Part of the reason I’ve not been fixing bugs as quickly as I can is because I’ve been working incredibly hard on a new design for the site.
If you follow @opentraintimes on Twitter, you will have noticed a rather stylish red set of tracks. They’re part of a new logo for the site, which – if you’re looking at the blog site itself – is at the top of the page.
I’m hoping to launch the new design in the next couple of weeks. It’s not as simple as slapping a logo on and saying “Job done!” – if it were that easy, I’d have done it a month ago when the designer came back to me with the logo.
It’s been a couple of months now, and we’re not any closer to having a formal policy on showing freight times on the site.
Network Rail is a huge organisation, and those sized companies tend to operate at glacial speeds for many things strategic and non-operational. Given that I don’t believe anyone else has said “What’s the policy with showing freight timings on a public website?” to them before, they unsurprisingly don’t have the answers yet.

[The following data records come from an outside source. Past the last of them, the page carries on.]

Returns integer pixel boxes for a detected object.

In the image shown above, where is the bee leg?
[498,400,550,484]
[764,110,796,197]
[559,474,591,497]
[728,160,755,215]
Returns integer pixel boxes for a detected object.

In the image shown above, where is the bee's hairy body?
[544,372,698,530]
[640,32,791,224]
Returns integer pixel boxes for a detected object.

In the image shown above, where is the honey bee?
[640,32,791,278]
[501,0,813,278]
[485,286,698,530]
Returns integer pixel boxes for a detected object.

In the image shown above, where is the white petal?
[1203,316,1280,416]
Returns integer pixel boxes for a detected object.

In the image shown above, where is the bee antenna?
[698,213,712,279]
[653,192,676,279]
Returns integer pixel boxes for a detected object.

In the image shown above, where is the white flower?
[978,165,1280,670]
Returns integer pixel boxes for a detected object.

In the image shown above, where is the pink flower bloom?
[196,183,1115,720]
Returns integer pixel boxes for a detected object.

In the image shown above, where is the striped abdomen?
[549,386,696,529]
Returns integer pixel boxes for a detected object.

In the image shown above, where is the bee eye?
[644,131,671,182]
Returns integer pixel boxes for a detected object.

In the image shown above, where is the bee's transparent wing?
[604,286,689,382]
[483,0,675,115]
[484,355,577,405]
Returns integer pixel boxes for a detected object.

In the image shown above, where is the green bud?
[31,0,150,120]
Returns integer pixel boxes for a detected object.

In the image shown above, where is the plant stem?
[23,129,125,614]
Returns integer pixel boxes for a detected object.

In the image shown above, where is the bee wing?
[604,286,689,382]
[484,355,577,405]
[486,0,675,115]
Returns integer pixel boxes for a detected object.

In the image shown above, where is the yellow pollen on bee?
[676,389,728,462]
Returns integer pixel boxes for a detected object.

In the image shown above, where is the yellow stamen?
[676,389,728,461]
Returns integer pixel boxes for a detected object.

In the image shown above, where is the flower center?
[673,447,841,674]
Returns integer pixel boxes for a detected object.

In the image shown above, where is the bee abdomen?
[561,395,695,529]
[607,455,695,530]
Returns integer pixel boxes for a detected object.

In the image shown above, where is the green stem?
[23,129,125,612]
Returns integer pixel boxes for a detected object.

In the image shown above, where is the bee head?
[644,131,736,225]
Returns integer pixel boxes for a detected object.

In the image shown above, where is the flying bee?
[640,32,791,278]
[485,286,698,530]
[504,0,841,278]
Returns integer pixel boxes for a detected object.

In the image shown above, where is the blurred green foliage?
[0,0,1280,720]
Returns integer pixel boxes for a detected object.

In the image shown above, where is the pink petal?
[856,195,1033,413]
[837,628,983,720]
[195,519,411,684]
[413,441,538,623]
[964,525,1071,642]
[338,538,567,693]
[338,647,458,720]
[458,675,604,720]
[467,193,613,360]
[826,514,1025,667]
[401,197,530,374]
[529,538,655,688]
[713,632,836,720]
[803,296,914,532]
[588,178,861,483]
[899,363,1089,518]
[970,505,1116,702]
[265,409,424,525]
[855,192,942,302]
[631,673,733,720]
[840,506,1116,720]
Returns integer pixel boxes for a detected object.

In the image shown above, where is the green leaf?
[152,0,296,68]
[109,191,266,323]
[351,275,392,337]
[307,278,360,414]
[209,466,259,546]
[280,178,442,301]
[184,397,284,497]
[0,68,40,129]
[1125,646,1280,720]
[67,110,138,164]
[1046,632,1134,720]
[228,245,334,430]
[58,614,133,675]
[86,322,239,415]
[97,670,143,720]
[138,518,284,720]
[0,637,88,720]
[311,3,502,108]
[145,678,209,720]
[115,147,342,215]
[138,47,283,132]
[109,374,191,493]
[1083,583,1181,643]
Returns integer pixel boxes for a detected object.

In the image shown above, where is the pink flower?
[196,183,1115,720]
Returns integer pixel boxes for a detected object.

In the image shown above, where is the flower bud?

Having thought long and hard about the situation, putting freight data back on the site may provoke a negative response from everyone involved in the discussions at Network Rail and FOCs. The outcome of that will likely be a “No”, and we all lose out – all for the sake of some ‘gen’.
I’ve decided to try a different tactic to get this issue resolved and the situation made clear. I’m in the process of contacting the FOCs concerned to ask what their policy is, and agreeing which schedules they’re happy to have on public display, and which ones they’d rather not be on display. The benefits of this are clear – neutral, fair access to freight schedules for everyone, not just “gen masters”.
I’m pleased to say that Tom Cairns (of traintimes.im) has joined me in keeping freight off his site until we can find out what the official state of play is.
Thank you to everyone who has emailed in with words of support, particularly those people who have offered to help. There are lots of people who are upset, maybe even angry about where we are now. Remember that we are in a new era of transparency and accountability, and that the rules of engagement are still being formed.